The idea is simple. People who designate themselves as donors on their license are entered into a donor registry, an electronic database of individuals who want to be organ and tissue donors upon death. The law recognizes inclusion in the donor registry as legally equivalent to signing a donor card. Following a death referral from a hospital, 3 the donor registry is searched to confirm whether an individual has made a donor designation. If a potential organ and/or tissue donor is in the donor registry, donation of suitable organs and tissue for transplantation can proceed. If a potential donor is not in the donor registry (and in the absence of any other donation document), the family is offered the opportunity to donate suitable organs and/or tissue.
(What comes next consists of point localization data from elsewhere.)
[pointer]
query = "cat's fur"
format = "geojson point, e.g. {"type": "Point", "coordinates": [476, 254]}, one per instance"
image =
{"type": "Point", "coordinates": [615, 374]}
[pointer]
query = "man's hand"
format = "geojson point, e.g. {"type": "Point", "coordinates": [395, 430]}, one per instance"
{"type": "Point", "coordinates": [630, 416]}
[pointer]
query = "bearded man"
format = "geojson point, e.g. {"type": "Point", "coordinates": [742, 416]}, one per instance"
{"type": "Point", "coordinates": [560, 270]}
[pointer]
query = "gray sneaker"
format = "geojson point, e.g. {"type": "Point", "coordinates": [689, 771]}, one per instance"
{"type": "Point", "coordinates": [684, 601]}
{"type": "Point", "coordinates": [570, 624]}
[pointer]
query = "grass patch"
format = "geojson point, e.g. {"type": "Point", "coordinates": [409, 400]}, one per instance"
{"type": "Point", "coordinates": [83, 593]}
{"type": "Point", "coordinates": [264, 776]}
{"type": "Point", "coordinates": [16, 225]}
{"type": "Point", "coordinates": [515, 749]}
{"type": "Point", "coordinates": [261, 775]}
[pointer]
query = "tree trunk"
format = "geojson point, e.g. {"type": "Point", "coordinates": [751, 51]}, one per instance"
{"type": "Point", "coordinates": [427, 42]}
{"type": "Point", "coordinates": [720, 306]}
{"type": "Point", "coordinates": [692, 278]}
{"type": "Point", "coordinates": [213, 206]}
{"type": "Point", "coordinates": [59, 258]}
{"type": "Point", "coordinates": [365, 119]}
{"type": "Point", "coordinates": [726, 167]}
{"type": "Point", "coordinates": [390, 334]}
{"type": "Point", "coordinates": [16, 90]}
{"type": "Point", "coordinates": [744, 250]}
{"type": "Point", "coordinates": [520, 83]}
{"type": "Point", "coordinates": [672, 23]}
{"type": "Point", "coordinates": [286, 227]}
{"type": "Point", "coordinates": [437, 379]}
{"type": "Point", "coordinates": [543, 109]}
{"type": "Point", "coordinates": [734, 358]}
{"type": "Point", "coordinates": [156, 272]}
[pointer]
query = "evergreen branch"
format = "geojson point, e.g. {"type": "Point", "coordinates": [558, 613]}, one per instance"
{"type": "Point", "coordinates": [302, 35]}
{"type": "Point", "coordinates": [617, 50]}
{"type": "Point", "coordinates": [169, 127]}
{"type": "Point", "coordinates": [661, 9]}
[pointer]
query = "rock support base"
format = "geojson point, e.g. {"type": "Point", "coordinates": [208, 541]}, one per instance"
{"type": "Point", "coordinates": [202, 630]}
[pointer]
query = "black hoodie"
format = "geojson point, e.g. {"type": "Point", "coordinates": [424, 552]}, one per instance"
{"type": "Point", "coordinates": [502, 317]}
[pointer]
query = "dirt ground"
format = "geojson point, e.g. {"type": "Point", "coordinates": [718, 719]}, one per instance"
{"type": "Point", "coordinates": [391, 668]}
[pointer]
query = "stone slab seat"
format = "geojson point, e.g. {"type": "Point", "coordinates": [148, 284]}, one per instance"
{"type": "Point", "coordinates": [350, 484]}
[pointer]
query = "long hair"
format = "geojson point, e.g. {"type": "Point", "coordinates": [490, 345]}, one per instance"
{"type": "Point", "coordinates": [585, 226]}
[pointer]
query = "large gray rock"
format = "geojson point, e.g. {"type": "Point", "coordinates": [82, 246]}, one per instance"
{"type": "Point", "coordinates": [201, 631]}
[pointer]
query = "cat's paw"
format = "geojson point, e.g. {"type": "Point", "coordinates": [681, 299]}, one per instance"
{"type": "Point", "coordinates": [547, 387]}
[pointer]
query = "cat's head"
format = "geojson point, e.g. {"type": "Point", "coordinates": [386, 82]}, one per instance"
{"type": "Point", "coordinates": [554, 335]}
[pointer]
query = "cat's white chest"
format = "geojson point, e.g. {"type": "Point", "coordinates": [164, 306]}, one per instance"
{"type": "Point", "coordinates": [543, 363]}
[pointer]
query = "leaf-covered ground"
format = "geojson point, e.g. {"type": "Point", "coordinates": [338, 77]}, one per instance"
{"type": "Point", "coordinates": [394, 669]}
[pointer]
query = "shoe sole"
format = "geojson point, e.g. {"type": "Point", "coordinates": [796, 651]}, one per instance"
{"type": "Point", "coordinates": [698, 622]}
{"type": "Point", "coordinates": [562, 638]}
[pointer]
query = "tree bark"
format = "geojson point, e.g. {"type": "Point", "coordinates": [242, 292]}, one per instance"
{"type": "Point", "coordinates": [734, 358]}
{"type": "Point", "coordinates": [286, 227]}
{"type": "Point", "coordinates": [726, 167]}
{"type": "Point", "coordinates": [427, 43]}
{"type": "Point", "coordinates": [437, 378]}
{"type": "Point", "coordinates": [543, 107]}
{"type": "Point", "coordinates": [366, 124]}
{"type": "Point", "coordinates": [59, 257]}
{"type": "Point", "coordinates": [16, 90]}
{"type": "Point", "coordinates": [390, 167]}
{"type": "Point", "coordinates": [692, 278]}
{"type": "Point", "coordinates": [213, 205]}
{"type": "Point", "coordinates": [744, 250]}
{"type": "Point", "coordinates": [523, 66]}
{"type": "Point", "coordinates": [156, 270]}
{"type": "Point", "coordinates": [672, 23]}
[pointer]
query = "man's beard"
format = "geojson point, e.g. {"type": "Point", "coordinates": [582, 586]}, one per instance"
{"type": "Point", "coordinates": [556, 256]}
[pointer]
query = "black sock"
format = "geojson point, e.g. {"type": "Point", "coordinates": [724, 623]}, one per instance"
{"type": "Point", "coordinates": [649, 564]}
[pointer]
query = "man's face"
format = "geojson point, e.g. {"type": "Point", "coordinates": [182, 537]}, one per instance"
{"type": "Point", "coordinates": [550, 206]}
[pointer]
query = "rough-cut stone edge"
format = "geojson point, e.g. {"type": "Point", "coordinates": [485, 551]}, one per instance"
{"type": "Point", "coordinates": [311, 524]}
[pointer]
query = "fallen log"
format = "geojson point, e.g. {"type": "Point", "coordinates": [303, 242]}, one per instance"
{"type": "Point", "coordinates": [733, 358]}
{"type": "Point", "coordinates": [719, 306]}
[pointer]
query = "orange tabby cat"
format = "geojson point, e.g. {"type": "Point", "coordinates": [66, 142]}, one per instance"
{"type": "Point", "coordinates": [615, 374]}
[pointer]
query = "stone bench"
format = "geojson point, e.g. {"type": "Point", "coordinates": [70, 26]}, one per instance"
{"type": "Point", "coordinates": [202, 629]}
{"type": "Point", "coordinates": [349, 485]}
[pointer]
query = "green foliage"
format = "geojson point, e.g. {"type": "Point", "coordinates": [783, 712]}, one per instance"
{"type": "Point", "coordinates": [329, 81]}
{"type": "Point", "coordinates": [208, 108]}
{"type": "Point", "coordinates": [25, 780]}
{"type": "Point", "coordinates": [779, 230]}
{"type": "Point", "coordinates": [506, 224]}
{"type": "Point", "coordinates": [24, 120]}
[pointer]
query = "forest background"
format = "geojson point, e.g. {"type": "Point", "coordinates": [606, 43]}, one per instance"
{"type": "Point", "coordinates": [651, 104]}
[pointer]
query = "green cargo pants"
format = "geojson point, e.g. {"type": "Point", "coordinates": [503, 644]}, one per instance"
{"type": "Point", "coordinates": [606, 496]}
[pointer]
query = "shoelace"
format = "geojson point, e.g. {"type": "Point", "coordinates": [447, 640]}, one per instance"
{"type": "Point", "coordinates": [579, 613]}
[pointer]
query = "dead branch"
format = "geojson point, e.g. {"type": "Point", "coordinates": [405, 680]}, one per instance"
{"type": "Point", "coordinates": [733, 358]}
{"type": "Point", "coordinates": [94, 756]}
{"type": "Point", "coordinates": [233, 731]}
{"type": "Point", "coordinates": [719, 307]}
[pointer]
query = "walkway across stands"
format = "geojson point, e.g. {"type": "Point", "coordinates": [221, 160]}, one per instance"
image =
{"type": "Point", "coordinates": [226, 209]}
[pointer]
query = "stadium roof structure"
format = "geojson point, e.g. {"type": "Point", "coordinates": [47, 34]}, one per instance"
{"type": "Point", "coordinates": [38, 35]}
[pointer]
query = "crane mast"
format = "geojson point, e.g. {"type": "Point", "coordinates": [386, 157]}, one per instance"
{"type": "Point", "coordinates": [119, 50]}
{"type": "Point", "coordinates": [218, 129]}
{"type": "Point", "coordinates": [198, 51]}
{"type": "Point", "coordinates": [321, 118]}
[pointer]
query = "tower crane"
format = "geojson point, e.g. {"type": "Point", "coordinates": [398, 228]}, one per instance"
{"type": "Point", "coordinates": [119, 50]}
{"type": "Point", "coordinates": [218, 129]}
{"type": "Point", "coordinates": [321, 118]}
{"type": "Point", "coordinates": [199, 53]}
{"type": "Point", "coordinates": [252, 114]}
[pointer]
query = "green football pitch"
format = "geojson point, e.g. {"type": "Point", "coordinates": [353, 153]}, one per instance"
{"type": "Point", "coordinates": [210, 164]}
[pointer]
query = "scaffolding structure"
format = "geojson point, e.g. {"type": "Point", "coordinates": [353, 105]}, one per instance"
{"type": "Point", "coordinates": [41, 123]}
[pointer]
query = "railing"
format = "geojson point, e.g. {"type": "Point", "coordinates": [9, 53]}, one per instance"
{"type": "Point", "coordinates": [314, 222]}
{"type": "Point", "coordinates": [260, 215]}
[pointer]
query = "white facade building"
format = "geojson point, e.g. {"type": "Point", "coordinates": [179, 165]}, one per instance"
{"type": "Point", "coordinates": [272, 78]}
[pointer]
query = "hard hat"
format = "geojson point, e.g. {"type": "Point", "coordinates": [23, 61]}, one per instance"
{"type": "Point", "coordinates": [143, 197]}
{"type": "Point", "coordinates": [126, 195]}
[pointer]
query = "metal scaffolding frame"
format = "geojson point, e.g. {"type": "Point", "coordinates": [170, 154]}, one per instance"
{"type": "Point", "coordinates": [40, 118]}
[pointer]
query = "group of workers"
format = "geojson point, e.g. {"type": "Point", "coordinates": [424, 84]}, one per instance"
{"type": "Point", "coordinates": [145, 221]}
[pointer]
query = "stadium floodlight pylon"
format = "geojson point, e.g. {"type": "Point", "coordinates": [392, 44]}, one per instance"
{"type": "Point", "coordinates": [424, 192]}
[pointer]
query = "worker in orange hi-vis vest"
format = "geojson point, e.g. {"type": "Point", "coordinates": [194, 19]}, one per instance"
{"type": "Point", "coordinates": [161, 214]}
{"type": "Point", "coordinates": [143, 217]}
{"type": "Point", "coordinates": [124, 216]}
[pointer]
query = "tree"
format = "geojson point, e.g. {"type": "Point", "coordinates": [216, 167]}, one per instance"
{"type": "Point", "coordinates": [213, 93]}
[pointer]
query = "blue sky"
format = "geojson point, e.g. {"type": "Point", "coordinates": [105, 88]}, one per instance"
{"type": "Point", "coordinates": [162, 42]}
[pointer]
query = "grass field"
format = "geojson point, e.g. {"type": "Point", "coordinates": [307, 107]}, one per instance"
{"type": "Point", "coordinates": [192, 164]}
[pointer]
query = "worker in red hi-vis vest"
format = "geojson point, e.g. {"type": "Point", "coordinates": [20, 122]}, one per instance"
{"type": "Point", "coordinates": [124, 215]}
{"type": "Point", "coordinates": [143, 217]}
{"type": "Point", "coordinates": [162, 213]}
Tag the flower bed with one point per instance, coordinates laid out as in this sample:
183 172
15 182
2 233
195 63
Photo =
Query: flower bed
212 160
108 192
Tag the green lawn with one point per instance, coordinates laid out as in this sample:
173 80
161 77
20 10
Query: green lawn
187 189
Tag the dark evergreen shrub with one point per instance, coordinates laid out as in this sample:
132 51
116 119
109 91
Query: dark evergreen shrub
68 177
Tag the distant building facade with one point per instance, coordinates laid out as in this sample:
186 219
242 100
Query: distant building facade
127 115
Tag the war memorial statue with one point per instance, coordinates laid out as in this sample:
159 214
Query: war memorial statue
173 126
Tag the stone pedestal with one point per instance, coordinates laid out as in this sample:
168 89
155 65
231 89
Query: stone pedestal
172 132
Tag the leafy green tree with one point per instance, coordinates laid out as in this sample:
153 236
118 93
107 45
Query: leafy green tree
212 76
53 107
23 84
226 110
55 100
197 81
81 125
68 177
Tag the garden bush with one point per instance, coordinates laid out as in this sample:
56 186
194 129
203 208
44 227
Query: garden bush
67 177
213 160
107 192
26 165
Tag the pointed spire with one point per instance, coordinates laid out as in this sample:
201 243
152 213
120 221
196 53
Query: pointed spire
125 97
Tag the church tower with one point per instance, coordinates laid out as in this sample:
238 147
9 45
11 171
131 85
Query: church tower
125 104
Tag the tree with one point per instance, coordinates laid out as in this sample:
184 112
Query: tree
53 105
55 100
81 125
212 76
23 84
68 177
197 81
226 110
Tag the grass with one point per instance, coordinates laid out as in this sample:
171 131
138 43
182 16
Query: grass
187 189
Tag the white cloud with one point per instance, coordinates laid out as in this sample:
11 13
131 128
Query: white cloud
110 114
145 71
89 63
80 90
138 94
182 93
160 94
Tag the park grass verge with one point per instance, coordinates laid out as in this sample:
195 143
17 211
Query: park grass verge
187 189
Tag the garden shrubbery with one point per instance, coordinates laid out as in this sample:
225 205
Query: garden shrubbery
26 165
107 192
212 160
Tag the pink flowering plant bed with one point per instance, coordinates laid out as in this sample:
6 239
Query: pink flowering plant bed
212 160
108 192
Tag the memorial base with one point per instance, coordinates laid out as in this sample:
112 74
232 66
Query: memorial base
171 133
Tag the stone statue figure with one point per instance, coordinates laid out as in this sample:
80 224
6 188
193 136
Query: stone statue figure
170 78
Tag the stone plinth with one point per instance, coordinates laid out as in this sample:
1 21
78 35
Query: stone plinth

Massachusetts will be joining over half the states in the US in establishing a donor registry. 4 The Massachusetts Donor Registry, established by statute and implemented through a cooperative agreement between the Massachusetts Registry of Motor Vehicles (RMV) and the New England Organ Bank, is expected to be activated in early 2006. The RMV will enter names of individuals who designate themselves as donors at the time of licensure or renewal into a database accessible to the New England Organ Bank on a 24-hour/ 365-day-a-year basis. When a hospital within Massachusetts makes a referral regarding a potential donor to the New England Organ Bank, the Donor Registry database will be searched to determine whether that individual had made a donor designation. This is currently the practice in Connecticut and Rhode Island, where computerized donor registries went "live" this past year.
One question that arises is: How will health care and donation professionals respond if a family objects to recovery of organs and/or tissues from a person who is in the donor registry? Will the hospital back off to avoid antagonizing a family, particularly in cases where the care preceding death could result in a potential malpractice suit? These are important risk management and public relations questions, but not legal ones - the law clearly supports and protects those who carry out valid donations. Experience across the country, although anecdotal, shows families are far more likely to be relieved that the difficult donation decision has already been made. Very rarely does a family, knowing the deceased wished to be a donor, vehemently oppose donation.
Another frequent question is: What if a person who has a donor symbol on his license changes his mind? The UAGA already provides ways to designate a refusal to become a donor, for example, any signed statement to that effect is legally valid.
A rational step towards addressing the critical shortage of organs for transplant is to ensure that we recover all suitable organs from those who wish to donate. In this way, the concepts behind donor rights and registries can work together to save lives.
Footnotes
1 Because a driver's license is often not found when a donation decision must be made, no data is available to quantify how often a person's wish to become a donor is overridden by family members.
2 One donor can provide, on average, three organ transplants and approximately 40 tissue transplants.
3 Hospitals are required by federal regulation to refer all deaths and imminent deaths to the Organ Procurement Organization designated to serve the applicable geographic area. See 42 C.F.R. §482.45(a)(1).
4 In New England, Connecticut, Maine and Rhode Island have also passed donor registry laws and legislation is currently pending in New Hampshire and Vermont.